New Jersey Attorney General Gurbir Grewal has created a new unit within the Office of the Attorney General to combat corruption and strengthen public confidence in government institutions.
The unit, which will include detectives and prosecutors, will investigate and prosecute criminal abuses of the public trust and handle other matters involving federal, state, or local officials, allegations of civil rights violations involving law enforcement officers and agencies, internal affairs investigations, and wrongful conviction claims.
Once fully operational, the new unit will handle all public integrity matters within the New Jersey Attorney General’s Office. To ensure the independence of sensitive investigations, the unit will report directly to the attorney general, outside the normal reporting chain of the Division of Criminal Justice.
“Since becoming attorney general, I’ve traveled the state to hear our residents’ concerns and their message is clear: we must root out the corruption and misconduct that undermines faith in our public institutions,” Grewal said. “In recent years, the U.S. Supreme Court has chipped away at federal corruption law, making it all the more important for state prosecutors to fill the void. Simply put, we must hold accountable those who violate the public trust or undermine the criminal justice system.”
Thomas Eicher, a longtime federal prosecutor who has led complex corruption investigations and obtained convictions against numerous public officials, including multiple congressmen, will lead the new unit, which will be called the Office of Public Integrity and Accountability.
Eicher previously served as a federal prosecutor for three decades. He joined the U.S. Department of Justice in 1987, and between 1992 and 1997, he served as a member, and later chief, of the House Bank Task Force that investigated the U.S. House of Representatives banking scandal and secured the conviction of four former members of Congress, the sergeant-at-arms of the House of Representatives, and six House staff members. The offenses included bank fraud, bribery, obstruction of justice, and campaign finance violations.
In 2003, Eicher joined the U.S. Attorney’s Office for the District of New Jersey, where he handled a number of high-profile corruption and civil rights cases. In 2006, he led an investigation into allegations of bribery involving the Atlantic City Council that resulted in the conviction of former Atlantic City Council President Craig Callaway and three other councilmen in Atlantic City and Camden. In 2016, he obtained a 25-year prison sentence in a civil rights case against a former Essex County correctional officer who sexually assaulted a pretrial detainee and then lied about it to investigators.

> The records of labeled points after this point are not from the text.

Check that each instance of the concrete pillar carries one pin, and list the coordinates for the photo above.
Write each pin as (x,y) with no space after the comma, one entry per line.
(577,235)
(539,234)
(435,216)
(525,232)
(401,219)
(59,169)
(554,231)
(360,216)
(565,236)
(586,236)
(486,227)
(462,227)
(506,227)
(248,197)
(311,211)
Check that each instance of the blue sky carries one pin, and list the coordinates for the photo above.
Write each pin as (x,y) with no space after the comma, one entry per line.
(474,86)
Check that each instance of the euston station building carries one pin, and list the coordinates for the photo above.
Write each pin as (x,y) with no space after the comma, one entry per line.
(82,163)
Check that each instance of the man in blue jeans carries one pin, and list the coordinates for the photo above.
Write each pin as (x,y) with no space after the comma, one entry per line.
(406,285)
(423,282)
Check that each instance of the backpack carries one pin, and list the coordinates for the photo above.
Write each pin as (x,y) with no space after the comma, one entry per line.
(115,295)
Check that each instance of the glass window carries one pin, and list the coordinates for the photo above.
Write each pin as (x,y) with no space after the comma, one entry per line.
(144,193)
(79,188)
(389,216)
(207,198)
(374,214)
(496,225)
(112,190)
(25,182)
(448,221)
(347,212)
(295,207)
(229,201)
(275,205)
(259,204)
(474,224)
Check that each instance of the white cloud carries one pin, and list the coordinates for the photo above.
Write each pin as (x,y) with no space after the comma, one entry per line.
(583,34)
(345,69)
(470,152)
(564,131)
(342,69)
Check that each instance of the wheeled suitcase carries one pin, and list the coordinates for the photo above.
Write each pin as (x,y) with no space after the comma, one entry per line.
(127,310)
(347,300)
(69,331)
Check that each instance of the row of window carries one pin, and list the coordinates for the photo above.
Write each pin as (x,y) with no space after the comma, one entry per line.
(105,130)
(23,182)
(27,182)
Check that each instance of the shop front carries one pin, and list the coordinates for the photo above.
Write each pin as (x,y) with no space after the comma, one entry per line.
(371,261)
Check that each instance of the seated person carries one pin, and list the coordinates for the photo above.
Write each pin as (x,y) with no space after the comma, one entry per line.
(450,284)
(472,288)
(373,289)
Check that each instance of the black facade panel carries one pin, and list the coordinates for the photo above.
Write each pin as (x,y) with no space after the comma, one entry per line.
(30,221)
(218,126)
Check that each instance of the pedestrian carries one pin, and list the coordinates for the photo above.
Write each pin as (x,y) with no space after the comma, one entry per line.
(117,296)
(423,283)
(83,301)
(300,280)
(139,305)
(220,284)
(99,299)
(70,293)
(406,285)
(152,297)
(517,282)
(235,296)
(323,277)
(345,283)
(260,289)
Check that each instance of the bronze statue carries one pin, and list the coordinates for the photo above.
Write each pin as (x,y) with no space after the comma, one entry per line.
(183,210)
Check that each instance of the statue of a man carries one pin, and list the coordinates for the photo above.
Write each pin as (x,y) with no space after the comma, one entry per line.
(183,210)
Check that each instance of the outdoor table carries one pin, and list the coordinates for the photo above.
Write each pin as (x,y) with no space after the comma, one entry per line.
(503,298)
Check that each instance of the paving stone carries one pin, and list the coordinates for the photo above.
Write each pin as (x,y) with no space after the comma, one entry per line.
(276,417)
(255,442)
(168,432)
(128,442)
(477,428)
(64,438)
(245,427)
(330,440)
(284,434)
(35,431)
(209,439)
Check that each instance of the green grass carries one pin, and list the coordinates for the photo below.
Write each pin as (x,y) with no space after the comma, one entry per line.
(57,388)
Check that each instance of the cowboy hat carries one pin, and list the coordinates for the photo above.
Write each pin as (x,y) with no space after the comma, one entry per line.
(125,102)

Between 2010 and 2018, Eicher served as chief of the criminal division at the U.S. Attorney’s Office, where he managed more than 100 criminal prosecutors and helped establish the first federal re-entry court in New Jersey. From 2015 to 2018, he served on the Attorney General’s Advisory Committee, providing policy advice to the last four U.S. attorneys generals. Earlier this year, Eicher was elevated to deputy U.S. attorney responsible for oversight of the Trenton and Camden offices.